United States Steel Corp. said Tuesday it lost money for a third straight quarter as the global economic downturn continued to dampen demand for the metal.
But the company said its steel production and shipments rose significantly, and that it expects improved results in the fourth quarter. Still, it forecast another loss for the October-December period.
The loss highlights an industrywide slump in demand that began when the world economy faltered late last year. That undermined key customers in the construction, auto and industrial equipment industries. Steel makers like U.S. Steel, based in Pittsburgh, responded by winding down production and laying off thousands of workers.
Although prices and production rose during the quarter as steel distributors scrambled to fill orders after depleting their stockpiles, the market for the metal remained far weaker than it had been a year earlier, when U.S. Steel notched record profits.

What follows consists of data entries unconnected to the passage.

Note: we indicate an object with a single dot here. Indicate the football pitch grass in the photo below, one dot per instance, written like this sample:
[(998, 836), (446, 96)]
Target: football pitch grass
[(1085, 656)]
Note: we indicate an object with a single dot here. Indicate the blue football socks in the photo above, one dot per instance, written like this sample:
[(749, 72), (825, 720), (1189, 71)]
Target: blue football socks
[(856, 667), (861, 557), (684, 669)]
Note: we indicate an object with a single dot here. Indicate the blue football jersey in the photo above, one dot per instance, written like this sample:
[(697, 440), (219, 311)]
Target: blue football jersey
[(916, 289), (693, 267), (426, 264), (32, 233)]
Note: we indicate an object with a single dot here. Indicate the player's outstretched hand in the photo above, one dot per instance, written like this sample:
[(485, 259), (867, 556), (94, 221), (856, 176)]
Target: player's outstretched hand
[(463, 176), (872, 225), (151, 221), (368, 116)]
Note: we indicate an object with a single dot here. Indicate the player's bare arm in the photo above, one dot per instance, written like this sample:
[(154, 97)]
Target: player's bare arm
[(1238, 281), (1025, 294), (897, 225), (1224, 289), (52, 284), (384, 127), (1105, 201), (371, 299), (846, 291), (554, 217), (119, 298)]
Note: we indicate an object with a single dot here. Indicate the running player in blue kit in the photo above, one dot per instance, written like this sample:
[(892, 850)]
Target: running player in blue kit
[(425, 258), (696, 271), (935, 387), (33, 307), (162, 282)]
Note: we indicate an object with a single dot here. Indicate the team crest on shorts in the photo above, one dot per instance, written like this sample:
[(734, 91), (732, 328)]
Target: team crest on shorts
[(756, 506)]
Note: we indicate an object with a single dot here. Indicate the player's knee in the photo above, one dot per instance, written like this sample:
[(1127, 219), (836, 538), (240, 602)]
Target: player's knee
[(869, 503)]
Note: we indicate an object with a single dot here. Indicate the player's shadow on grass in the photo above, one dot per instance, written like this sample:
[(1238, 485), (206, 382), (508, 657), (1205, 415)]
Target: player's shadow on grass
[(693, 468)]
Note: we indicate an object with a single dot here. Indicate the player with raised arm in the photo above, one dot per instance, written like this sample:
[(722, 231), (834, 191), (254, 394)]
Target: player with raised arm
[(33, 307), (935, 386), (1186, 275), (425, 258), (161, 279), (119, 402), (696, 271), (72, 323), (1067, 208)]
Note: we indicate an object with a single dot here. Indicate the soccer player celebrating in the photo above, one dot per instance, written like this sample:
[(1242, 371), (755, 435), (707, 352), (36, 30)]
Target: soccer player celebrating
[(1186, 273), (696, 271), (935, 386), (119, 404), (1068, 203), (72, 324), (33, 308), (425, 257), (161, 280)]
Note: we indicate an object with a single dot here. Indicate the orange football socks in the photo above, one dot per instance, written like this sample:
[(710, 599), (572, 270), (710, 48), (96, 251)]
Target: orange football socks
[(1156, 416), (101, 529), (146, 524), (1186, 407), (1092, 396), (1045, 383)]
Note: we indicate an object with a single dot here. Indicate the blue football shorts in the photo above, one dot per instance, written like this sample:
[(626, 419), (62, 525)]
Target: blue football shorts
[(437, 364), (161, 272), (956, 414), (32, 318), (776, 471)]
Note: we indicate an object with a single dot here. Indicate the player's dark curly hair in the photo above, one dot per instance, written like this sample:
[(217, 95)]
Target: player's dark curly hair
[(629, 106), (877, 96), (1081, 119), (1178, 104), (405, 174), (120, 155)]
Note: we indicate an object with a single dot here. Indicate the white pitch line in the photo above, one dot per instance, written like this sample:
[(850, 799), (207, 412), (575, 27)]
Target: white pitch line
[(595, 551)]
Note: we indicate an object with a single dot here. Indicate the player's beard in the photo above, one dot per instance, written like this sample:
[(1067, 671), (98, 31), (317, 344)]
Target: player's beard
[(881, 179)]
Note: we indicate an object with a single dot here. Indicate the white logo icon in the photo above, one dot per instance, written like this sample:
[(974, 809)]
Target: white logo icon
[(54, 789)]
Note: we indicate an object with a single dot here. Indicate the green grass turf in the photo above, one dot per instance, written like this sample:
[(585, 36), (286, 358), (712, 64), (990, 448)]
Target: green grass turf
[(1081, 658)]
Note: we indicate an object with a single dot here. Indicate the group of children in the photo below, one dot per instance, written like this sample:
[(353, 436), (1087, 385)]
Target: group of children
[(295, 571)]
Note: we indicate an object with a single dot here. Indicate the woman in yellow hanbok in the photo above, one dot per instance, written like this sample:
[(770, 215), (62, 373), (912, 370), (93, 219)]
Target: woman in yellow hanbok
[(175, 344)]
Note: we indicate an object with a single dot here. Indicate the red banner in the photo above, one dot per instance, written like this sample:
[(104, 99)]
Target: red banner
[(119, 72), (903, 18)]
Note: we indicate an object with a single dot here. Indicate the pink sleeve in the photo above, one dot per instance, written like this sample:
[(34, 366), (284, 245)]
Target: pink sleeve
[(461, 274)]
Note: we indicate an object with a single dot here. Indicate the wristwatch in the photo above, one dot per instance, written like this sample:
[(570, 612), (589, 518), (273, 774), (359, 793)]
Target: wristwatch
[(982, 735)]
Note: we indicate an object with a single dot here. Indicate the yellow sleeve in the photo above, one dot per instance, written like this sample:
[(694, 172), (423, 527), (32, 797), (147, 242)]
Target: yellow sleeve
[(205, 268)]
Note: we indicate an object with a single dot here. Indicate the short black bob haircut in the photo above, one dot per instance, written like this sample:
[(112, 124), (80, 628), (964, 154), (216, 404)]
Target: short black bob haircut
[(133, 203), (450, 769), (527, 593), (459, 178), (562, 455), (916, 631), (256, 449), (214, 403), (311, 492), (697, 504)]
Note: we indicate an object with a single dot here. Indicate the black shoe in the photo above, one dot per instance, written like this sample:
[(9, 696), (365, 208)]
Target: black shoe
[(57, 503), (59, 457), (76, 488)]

In April, U.S. Steel posted its first quarterly loss in more than five years. After reporting a second quarterly loss in July, the company said it expected all of its businesses to post operating losses for the July-September period.
The largest U.S. steel maker said it lost $303 million, or $2.11 per share, for the three months ended Sept. 30. That compares with a profit of $919 million, or $7.79 per share, in year-earlier period.
Revenue tumbled 61 percent to $2.82 billion from $7.31 billion.
Analysts expected a loss of $2.87 per share on revenue of $2.72 billion. Wall Street estimates typically exclude one-time items.